The Anti-Corruption Bureau (ACB) yesterday said it has registered and processed 36 878 cases during the 25 years of its existence.
Briefing journalists in Lilongwe yesterday, ACB director-general Martha Chizuma said 26 210 of the cases, representing 71 percent, were either closed or referred to other institutions.
She said 10 615 of the cases, representing 29 percent, were recommended for investigations.
Chizuma said the highest number of completed cases was achieved between 2004 and 2014 when 5 314 cases were completed, with 1 308 recommended for prosecutions.
She said: “A total of 425 corruption cases were successfully prosecuted and completed in various courts across Malawi between 2004/05 and 2022/23 period.
“Of these cases, 158, which represents 37 percent, were convictions, 94 cases , representing 22 percent were acquittals, 40 cases [nine percent] were discharges/withdraws, 30 cases [seven percent] were civil matters, 96 [23 percent] were closures and seven of them were referrals.”
Chizuma attributed the success to the availability of many steady financing streams from both the government and development partners.
However, the ACB head admitted that the picture given of ACB’s achievements after 25 years shows that it needs to do more in the fight against corruption.
Said Chizuma: “When you look at law enforcement, which is where most people focus on where anti-corruption is concerned, the statistics are not very good and we are talking of about 1 000 cases prosecuted since 2004 and that is not a good picture to paint.
“So, we have brought out all these statistics so that the country should see and be able to think of how we can come together to shift the paradigm to have a better picture than this 25 years from now.”
ACB director of public education Charity Mphande outlined measures the bureau is undertaking to achieve better results.
She cited personalising anti-corruption as one of the strategies they are using to encourage people to report corruption cases that they come across.
Said Mphande: “This entails helping the public to relate to the losses incurred through corruption by, for instance, breaking down a K2 billion corruption deal in terms of what services the public would forgo because of that.
On his part, ACB deputy director-general Hillary Chilomba said the bureau continues to face financial challenges, which sometimes delays some cases.
He said: “We face a lot of funding challenges now unlike when we were just starting as we had several partners then.

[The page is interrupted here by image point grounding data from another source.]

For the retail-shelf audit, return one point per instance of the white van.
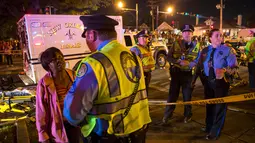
(39, 32)
(158, 48)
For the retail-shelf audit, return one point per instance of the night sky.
(202, 7)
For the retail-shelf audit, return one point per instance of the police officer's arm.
(232, 62)
(79, 100)
(170, 57)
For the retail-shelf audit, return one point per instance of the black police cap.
(98, 22)
(187, 27)
(142, 33)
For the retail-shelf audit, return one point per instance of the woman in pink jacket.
(50, 94)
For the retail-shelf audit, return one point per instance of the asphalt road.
(239, 124)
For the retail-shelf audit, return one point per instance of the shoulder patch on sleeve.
(82, 71)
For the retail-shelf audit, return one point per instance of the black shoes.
(187, 119)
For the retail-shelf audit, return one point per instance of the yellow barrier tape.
(228, 99)
(13, 119)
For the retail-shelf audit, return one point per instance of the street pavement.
(239, 124)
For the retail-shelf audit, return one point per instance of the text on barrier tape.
(234, 98)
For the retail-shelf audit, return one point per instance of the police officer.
(183, 57)
(218, 62)
(250, 53)
(143, 50)
(108, 99)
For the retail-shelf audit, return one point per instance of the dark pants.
(215, 113)
(179, 79)
(9, 59)
(147, 80)
(73, 133)
(251, 69)
(136, 137)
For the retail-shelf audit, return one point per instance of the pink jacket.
(49, 118)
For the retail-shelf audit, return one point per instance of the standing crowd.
(106, 98)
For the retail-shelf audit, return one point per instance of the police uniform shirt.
(223, 57)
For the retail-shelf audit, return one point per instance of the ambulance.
(39, 32)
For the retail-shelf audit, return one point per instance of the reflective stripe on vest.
(110, 108)
(112, 79)
(147, 59)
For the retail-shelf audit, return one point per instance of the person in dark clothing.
(217, 62)
(183, 57)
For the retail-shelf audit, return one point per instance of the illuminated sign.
(70, 46)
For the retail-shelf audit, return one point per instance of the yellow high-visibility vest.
(114, 67)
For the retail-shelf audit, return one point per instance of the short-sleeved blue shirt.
(223, 57)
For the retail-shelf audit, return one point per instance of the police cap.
(97, 22)
(142, 33)
(187, 27)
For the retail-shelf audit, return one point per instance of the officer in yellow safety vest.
(108, 98)
(183, 57)
(144, 52)
(250, 53)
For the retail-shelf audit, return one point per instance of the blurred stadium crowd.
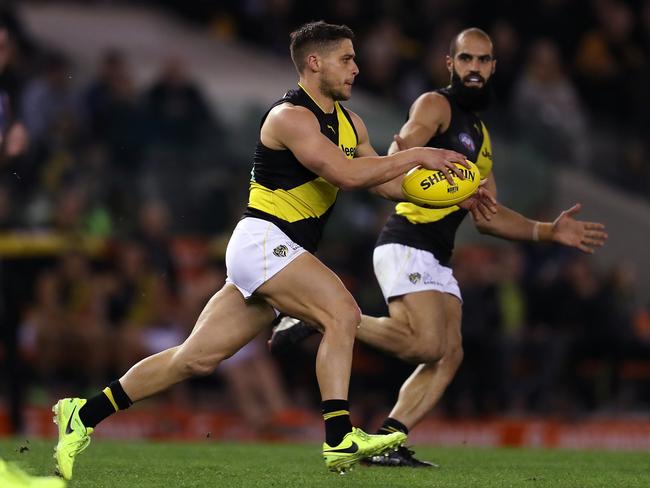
(545, 331)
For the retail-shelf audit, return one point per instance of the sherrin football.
(430, 188)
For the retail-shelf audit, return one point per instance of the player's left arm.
(391, 190)
(565, 229)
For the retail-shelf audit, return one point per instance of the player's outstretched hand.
(586, 236)
(443, 160)
(481, 204)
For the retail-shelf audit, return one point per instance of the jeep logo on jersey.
(281, 251)
(467, 141)
(349, 151)
(414, 277)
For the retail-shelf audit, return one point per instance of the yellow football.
(430, 188)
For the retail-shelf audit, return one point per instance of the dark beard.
(469, 97)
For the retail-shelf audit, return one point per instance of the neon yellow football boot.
(11, 476)
(74, 436)
(357, 445)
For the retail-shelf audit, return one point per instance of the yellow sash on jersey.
(311, 199)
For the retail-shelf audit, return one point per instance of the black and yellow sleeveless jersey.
(285, 192)
(434, 230)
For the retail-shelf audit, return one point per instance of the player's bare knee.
(425, 352)
(196, 366)
(344, 322)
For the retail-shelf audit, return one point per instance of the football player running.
(412, 254)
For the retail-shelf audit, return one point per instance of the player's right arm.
(296, 129)
(429, 114)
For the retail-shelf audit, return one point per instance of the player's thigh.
(226, 324)
(309, 290)
(427, 314)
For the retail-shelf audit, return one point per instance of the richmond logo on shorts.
(414, 277)
(281, 251)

But when they saw that we were a fully-fledged organisation, some of these partners left.”
Commenting on the delays to conclude some cases, the bureau’s chief legal and prosecution officer Chrispine Khunga said they always endeavour to close cases on time.
He said: “When a case is delayed, it is to the disadvantage of the bureau, because we may lose some witnesses along the way, and some witnesses lose memory of the events.”
Since 1998, the ACB has had two main traditional sources of funding for its programmes and interventions, notably the Malawi Government and development partners, mostly Britain, Denmark, the Netherlands, the World Bank, Norway, Irish Aid, European Union (EU) and Chandler Foundation, among others.
During its 25 years of existence, the ACB has received K35.8 billion from government and almost K3.5 billion from development partners.